More disturbing, though hardly surprising, is India’s bilateral labour transfer agreement, finalised during last year’s India trip of Israeli foreign minister Eli Cohen. In the past Israel employed nearly 80,000 Palestinians from the West Bank, and 17,000 from Gaza. After the attack on October 7, Israel plans to substitute them with workers from China, Sri Lanka and India. Bangladesh is skipped, perhaps due to the workers’ religion. From India, Israel seeks 42,000 workers for the construction industry and another 8,000 as health workers. This accord invited attention due to an Indian travel advisory about the danger now of travel to Israel, only days after dispatching the latest batch of workers. This is a typical case of contradictory policies followed by different arms of the government.

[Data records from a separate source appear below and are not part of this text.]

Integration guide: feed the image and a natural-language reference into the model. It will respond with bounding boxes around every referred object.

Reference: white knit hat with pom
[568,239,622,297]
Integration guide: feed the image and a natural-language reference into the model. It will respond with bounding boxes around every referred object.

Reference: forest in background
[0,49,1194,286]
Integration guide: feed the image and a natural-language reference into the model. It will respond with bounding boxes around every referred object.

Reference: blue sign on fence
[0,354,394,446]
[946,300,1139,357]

Its implications are in fact wider than simply the security of the workers. It has been obvious since the BJP-led government assumed office in 2014 that Israel has special lure for it. When Lal Krishna Advani began his foreign travel as home minister with Israel, I conveyed informally to his close friend that he needed to moderate his hawkish anti-Muslim image. A trip to Israel did not achieve that.

While Israel has had broad support across India, for Prime Minister Narendra Modi it is more than friendship with Prime Minister Benjamin Netanyahu. Despite the current Israeli coalition government having rabidly bigoted ministers from the extreme right fringe, the Indian government appears to be unconcerned about close engagement. Israeli finance minister Bezalel Smotrich also oversees the occupied West Bank, despite his known support for expanding settlements.

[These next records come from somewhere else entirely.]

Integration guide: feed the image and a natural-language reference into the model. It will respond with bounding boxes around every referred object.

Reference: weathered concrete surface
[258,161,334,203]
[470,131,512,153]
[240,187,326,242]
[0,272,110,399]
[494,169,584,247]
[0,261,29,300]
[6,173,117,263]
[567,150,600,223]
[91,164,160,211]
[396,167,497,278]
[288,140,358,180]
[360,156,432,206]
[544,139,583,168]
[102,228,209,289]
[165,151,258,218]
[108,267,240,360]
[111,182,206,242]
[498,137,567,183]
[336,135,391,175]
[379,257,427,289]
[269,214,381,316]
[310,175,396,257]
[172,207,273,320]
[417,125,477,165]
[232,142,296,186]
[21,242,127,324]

National security minister Itamar Ben-Gvir, convicted in 2007 on terrorism charges, strongly advocated “free fire” authority to the security forces in dealing with Palestinians. The suspected transfer to Indian agencies of Pegasus, an invasive phone-tapping virus, underscores the malignant dimension of the India-Israel bonhomie.

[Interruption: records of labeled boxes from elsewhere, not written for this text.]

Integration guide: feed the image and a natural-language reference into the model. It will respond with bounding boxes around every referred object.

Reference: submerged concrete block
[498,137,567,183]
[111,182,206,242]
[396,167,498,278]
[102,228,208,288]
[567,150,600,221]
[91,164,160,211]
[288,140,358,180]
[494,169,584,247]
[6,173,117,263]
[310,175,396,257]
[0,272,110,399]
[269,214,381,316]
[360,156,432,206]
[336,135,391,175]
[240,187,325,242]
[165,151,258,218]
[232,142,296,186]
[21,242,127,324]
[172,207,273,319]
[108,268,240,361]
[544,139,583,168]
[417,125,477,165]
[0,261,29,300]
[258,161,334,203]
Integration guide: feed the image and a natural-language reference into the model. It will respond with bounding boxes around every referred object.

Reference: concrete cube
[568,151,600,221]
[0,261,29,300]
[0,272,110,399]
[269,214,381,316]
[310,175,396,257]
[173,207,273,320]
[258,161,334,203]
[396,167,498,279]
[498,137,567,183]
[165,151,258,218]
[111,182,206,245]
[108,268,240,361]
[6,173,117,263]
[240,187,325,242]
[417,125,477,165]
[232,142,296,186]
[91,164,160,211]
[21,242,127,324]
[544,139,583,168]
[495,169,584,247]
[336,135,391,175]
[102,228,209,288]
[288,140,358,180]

Considering the eight million-plus Indian diaspora in the Arab Gulf countries, the policy of Indian labour depriving Palestinians of their jobs is myopic. The rush to show large recruitment for jobs abroad, as the Lok Sabha election approaches, hardly answers the Opposition’s charge of high unemployment. The assumption is that because the ruling families of the UAE and Saudi Arabia want to engage Israel, they will block any backlash. The six Gulf Coordination Council members met last week in Doha to approve a “Vision for Regional Security”, which accepts Israel’s legitimate place in a regional security order. But they also could not ignore the Palestinian question. Popular resentment in the GCC nations can lead to quiet scaling back of Indian recruitment by individual entities.

External affairs minister S. Jaishankar has been balancing India’s relations with Iran and Israel. But the language of official statements betrays differential empathy for Israel. This will become more difficult if Israel retaliates against Iran directly. Until now, Israel has used cyber sabotage, assassination of Iranian nuclear scientists, etc. But a direct attack can ratchet up tension multi-fold.

The latest Israel-Iran standoff has served Mr Netanyahu’s primary purpose of distracting attention from the Israeli killing of civilians in Gaza, especially with the Rafah operation imminent. It also reduces the pressure on him to quit and face fresh elections. The Iranian attack seemed to be carefully calibrated to minimise damage. It came with forewarnings, targeted an isolated airbase and the US played along to negate it. It is a bit like the Pakistani retaliation to Balakot in 2019 when their fighter jets hit an uninhabited part of an Indian military facility. The aim in both cases being to satisfy public opinion without causing excessive damage, thereby avoiding any counter reaction.

If so, any further conflagration may be avoided. If, however, Israel uses the opportunity to decapitate Iran’s strategic nuclear infrastructure, then the next Iranian attack would be modulated to hurt. Iran would have gauged weaknesses in the Israeli defensive system after analysing the last attack. The world is keeping its fingers crossed.